Alter von Reifen: An sogenannten Standfahrzeugen

Reifenalter: Standvermögen vor Ort gefragt!

In Trends & Facts Nr. 8 vom Dezember 2002 (Seite 39-43) hatten wir Sie ausführlich über den Stand unserer Auseinandersetzungen zum Thema "Reifenalter" mit den Automobilclubs informiert, Ihnen aber gleichzeitig versichert, Sie über den Fortgang der Dinge auf dem Laufenden zu halten. Dem kommen wir hiermit gerne nach: Grundlage aller Diskussionen (mit AvD, ACE etc.) und der entsprechenden Veröffentlichungen, die wir in einer Vielzahl von Ihnen übermittelt bekommen haben, war und ist das Urteil des Amtsgerichtes Worms von 1992. Dieses ist ebenso wie die Gesamtthematik Reifenalter mittlerweile einer rechtlichen Beurteilung durch unseren Verbandsjustiziar, Herrn Dr. Wiemann, unterzogen worden. Sein aktuelles Statement hierzu finden Sie auf den folgenden Seiten.

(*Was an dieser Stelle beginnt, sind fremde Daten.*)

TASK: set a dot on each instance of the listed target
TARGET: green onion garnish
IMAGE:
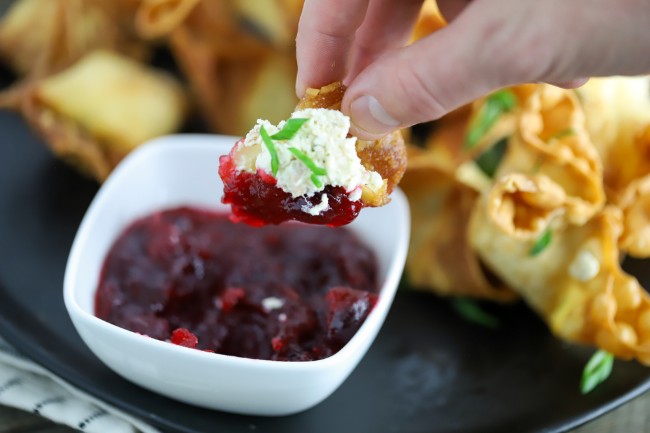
(472, 312)
(541, 243)
(489, 160)
(564, 133)
(495, 105)
(289, 129)
(597, 370)
(271, 147)
(316, 170)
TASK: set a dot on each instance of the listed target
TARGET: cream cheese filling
(323, 138)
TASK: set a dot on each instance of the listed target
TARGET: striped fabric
(27, 386)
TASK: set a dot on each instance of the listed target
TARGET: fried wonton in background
(617, 113)
(550, 140)
(440, 258)
(238, 72)
(42, 37)
(93, 113)
(561, 187)
(575, 283)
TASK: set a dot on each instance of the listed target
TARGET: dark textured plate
(428, 371)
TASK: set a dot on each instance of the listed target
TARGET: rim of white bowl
(387, 288)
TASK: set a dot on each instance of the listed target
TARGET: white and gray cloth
(28, 386)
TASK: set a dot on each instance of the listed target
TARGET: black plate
(428, 371)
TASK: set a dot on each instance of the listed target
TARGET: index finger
(325, 35)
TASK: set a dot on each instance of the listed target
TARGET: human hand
(487, 45)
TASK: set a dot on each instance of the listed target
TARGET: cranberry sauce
(193, 277)
(256, 200)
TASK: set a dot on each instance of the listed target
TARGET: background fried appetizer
(94, 125)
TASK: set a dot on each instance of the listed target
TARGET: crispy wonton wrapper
(42, 37)
(237, 75)
(550, 140)
(617, 112)
(98, 110)
(440, 258)
(576, 282)
(635, 204)
(386, 156)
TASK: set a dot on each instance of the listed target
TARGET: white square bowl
(183, 170)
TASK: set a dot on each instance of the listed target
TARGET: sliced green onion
(597, 370)
(316, 170)
(289, 129)
(271, 147)
(316, 181)
(496, 104)
(489, 160)
(472, 312)
(541, 243)
(564, 133)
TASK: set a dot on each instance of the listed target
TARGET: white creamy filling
(323, 139)
(585, 266)
(272, 303)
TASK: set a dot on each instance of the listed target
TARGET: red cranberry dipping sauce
(256, 200)
(193, 277)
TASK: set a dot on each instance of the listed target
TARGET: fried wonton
(237, 74)
(575, 282)
(102, 107)
(634, 201)
(440, 258)
(308, 168)
(617, 113)
(42, 37)
(550, 140)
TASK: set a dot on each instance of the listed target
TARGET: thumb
(478, 52)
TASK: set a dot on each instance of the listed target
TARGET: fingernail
(367, 114)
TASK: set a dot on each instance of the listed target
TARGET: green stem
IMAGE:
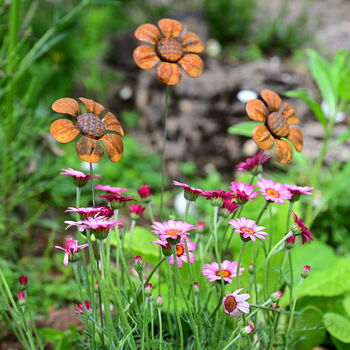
(165, 131)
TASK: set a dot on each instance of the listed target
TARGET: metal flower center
(225, 273)
(91, 125)
(247, 230)
(277, 124)
(172, 232)
(179, 250)
(272, 193)
(230, 303)
(169, 49)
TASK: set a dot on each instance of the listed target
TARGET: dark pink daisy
(248, 229)
(172, 229)
(105, 211)
(273, 191)
(110, 189)
(252, 163)
(235, 304)
(229, 268)
(301, 229)
(243, 192)
(190, 193)
(70, 248)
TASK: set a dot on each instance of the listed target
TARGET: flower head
(235, 304)
(167, 50)
(251, 164)
(248, 229)
(243, 192)
(70, 248)
(172, 230)
(92, 128)
(277, 118)
(297, 191)
(190, 193)
(104, 211)
(273, 191)
(110, 189)
(212, 271)
(80, 179)
(300, 228)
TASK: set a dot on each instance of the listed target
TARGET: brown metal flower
(278, 119)
(169, 51)
(92, 128)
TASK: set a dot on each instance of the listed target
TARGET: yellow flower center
(172, 232)
(225, 273)
(272, 193)
(91, 125)
(169, 49)
(247, 230)
(230, 303)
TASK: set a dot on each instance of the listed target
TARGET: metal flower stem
(165, 132)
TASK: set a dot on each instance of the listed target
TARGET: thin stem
(165, 131)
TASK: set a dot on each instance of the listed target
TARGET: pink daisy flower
(110, 189)
(190, 193)
(70, 248)
(248, 229)
(297, 191)
(252, 163)
(301, 229)
(235, 304)
(105, 211)
(172, 229)
(243, 192)
(181, 255)
(273, 191)
(80, 179)
(212, 271)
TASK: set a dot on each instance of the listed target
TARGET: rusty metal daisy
(92, 128)
(169, 51)
(280, 123)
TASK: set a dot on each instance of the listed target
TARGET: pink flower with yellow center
(248, 229)
(110, 189)
(172, 229)
(70, 248)
(235, 304)
(212, 271)
(243, 192)
(273, 191)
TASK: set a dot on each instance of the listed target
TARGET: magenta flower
(235, 304)
(248, 229)
(300, 229)
(297, 191)
(190, 193)
(70, 248)
(80, 309)
(273, 191)
(252, 163)
(243, 192)
(110, 189)
(80, 179)
(104, 211)
(172, 229)
(212, 271)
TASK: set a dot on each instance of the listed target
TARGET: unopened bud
(306, 271)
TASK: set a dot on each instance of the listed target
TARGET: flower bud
(306, 271)
(148, 289)
(276, 296)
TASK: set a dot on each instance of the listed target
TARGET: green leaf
(338, 326)
(313, 105)
(321, 72)
(243, 129)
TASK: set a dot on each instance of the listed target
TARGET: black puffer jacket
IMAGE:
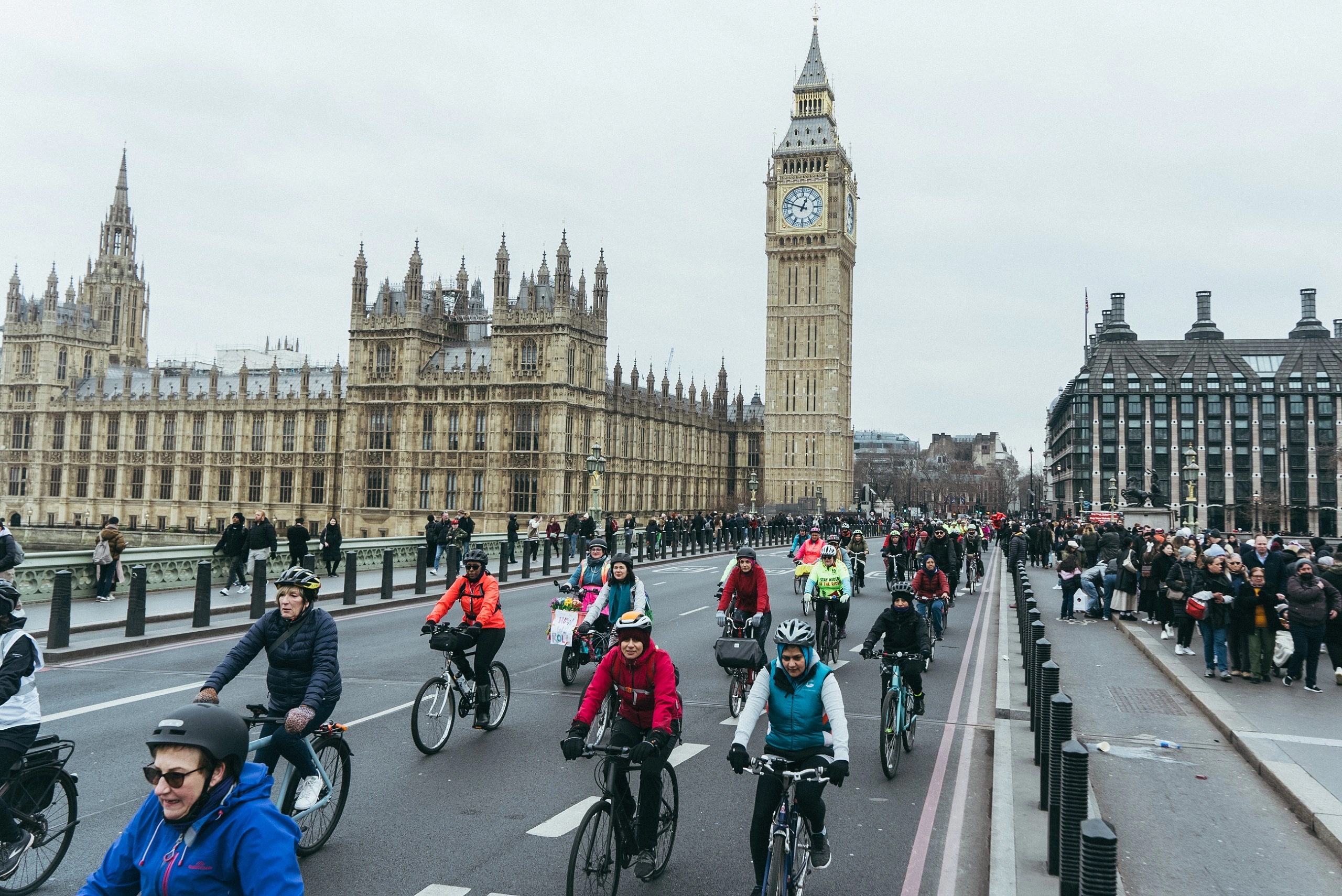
(302, 671)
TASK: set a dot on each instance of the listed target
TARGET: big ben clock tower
(811, 242)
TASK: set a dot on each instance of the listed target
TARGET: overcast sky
(1008, 156)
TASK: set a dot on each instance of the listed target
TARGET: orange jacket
(480, 601)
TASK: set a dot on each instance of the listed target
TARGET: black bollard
(258, 608)
(1059, 733)
(58, 627)
(387, 575)
(1073, 812)
(1048, 673)
(351, 577)
(1043, 652)
(200, 619)
(136, 608)
(1099, 859)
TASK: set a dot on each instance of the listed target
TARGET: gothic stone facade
(447, 404)
(1261, 416)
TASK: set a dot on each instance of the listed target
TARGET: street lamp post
(596, 466)
(1189, 471)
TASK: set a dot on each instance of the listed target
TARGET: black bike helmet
(301, 577)
(219, 733)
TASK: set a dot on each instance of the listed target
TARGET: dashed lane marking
(572, 817)
(135, 698)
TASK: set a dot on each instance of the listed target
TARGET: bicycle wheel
(334, 757)
(51, 804)
(432, 715)
(890, 751)
(595, 858)
(776, 871)
(500, 693)
(736, 695)
(912, 725)
(667, 817)
(569, 664)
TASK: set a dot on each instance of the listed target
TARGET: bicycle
(605, 843)
(449, 694)
(331, 755)
(898, 722)
(789, 840)
(44, 801)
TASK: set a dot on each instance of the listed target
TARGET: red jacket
(752, 590)
(930, 588)
(480, 601)
(646, 688)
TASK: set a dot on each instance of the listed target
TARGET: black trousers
(486, 647)
(626, 734)
(768, 793)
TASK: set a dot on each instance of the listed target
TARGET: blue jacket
(243, 848)
(302, 671)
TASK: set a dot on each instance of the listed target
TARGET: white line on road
(377, 715)
(135, 698)
(566, 822)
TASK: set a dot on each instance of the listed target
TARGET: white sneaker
(309, 791)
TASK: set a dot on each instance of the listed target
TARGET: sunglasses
(174, 779)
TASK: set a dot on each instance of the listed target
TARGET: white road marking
(377, 715)
(562, 823)
(135, 698)
(686, 751)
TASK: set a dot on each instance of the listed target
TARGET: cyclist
(749, 585)
(302, 675)
(623, 592)
(593, 569)
(932, 589)
(831, 587)
(643, 675)
(20, 713)
(209, 827)
(905, 633)
(482, 621)
(807, 726)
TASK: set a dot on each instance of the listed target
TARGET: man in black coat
(298, 538)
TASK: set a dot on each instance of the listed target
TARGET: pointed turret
(359, 286)
(501, 277)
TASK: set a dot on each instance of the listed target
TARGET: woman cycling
(20, 713)
(209, 827)
(482, 620)
(302, 676)
(650, 722)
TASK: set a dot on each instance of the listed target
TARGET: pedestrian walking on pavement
(233, 545)
(106, 556)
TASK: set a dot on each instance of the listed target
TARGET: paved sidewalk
(1189, 822)
(1292, 737)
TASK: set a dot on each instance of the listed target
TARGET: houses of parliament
(451, 399)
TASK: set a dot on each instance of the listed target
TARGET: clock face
(803, 207)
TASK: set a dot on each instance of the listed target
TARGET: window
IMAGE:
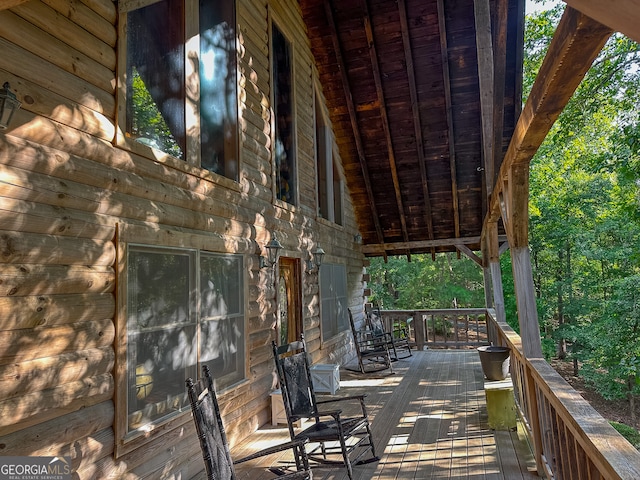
(329, 181)
(284, 150)
(189, 113)
(333, 300)
(168, 336)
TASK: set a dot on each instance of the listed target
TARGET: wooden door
(289, 325)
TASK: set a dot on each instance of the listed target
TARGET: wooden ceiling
(411, 85)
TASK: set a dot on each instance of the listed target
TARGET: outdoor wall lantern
(273, 251)
(9, 105)
(318, 257)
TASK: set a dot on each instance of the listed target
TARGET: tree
(584, 215)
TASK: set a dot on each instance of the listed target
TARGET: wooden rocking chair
(397, 339)
(372, 350)
(341, 440)
(213, 439)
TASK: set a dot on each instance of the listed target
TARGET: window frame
(276, 22)
(192, 162)
(333, 296)
(164, 241)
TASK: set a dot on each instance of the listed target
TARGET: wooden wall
(65, 191)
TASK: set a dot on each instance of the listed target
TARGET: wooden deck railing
(444, 328)
(571, 441)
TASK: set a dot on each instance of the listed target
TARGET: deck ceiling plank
(382, 107)
(415, 112)
(444, 52)
(352, 116)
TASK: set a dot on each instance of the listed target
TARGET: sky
(532, 6)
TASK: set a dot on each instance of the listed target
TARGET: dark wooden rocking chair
(213, 439)
(341, 440)
(372, 350)
(397, 338)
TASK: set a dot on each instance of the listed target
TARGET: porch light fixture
(9, 105)
(273, 251)
(318, 257)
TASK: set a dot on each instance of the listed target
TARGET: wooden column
(493, 251)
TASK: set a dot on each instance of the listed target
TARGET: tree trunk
(632, 399)
(561, 348)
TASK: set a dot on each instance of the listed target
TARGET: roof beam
(415, 111)
(6, 4)
(385, 119)
(402, 247)
(500, 20)
(576, 43)
(352, 116)
(447, 95)
(620, 15)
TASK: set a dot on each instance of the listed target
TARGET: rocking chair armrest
(329, 413)
(339, 399)
(299, 443)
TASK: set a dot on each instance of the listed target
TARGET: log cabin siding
(68, 195)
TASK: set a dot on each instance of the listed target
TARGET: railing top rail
(608, 450)
(438, 311)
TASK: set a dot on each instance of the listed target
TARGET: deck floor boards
(429, 421)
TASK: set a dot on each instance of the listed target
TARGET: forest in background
(584, 215)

Nur soviel sei an dieser Stelle gesagt: auch Dr. Wiemann hält das Urteil inhaltlich/fachlich für "falsch" und sieht darüber hinaus keine maßgeblichen Auswirkungen auf eine entsprechende Rechtsprechung. Damit bleibt es bei unserer Aussage, dass wir gegebenenfalls daraus entstehenden neuen rechtlichen Auseinandersetzungen gelassen entgegensehen, so uns der betroffene Mitgliedsbetrieb involviert und auf die Hinzuziehung eines öffentlich bestellten und vereidigten Sachverständigen für Reifen besteht. Trotzdem handelt es sich hierbei um ein rechtskräftiges Urteil und im Rahmen der existenten Meinungsfreiheit kann es "jeder" für seine Argumentation und Empfehlungen verwenden. Vor diesem Hintergrund bitten wir um Verständnis, dass wir zur Zeit nicht beabsichtigen (wie das von einer Reihe von Mitgliedern gefordert wurde), irgendwelche rechtliche Schritte zu unternehmen. Wir denken, dass wir dadurch nur dem einen oder anderen "Profilierungssüchtigen" (Journalisten etc.) ein weiteres Forum bieten würden, eine falsche Meinung einem noch größeren Publikum zugängig zu machen. Für uns kommt es jetzt vielmehr darauf an, dass auch unsere Mitglieder vor Ort bei konkreten Reklamationen Standvermögen zeigen, indem sie diese unter Bezugnahme auf die einschlägigen BRV-Unterlagen (Poster, Flyer etc.) auch tatsächlich ablehnen. Zeigt sich der Kunde nicht kompromissbereit, sollten Sie es auf eine Auseinandersetzung entweder vor der Schiedsstelle des BRV (Mitglieder der Schiedskommission sind ja auch Vertreter des ADAC und des TÜV!) oder - mit Unterstützung des BRV - vor einem Gericht ankommen lassen.

Zudem fordern wie Sie nochmal eindringlich auf, das Thema Reifenalter selbst aktiv gegenüber Ihren Kunden zu kommunizieren. Sie können die erwähnten Unterlagen (Poster, Flyer und Argumentationshilfe) nach wie vor in der BRV-Geschäftsstelle anfordern (siehe hierzu das Bestellformular unter dem Stichwort "Kommunikation" im Register). Das Thema wird uns sicherlich auch wieder in der kommenden Umrüstsaison beschäftigen! Selbstverständlich werden wir nach wie vor auch versuchen, mit den betreffenden Automobilclubs, Nachrichtenagenturen etc. auf "interner Ebene" Gespräche zu diesem Thema zu führen und zum Konsens zu kommen. Gegenwärtig werden zum Beispiel Überlegungen angestellt, gegebenenfalls durch die bzw. mit den Reifenhersteller/n einen Workshop durchzuführen, um die entsprechenden Sach- und Fachargumente mit den Automobilclubs, Technischen Diensten etc. auszutauschen.

Übrigens haben mittlerweile alle an der BRV-Aktion "Reifenalter" beteiligten Reifenhersteller uns gegenüber nochmals verbindlich erklärt, dass sie nach wie vor uneingeschränkt zu den im Rahmen dieser Aktion gemachten Aussagen stehen - insbesondere der, dass ein bis zu 5 Jahren sachgemäß gelagerter Reifen der Spezifikation eines Neureifens entspricht, damit in seiner Verwendungstauglichkeit nicht beeinträchtigt und deshalb als neuwertig anzusehen ist.

(Quelle:Bundesverband Reifenhandel und Vulkaniseur-Handwerk e.V.)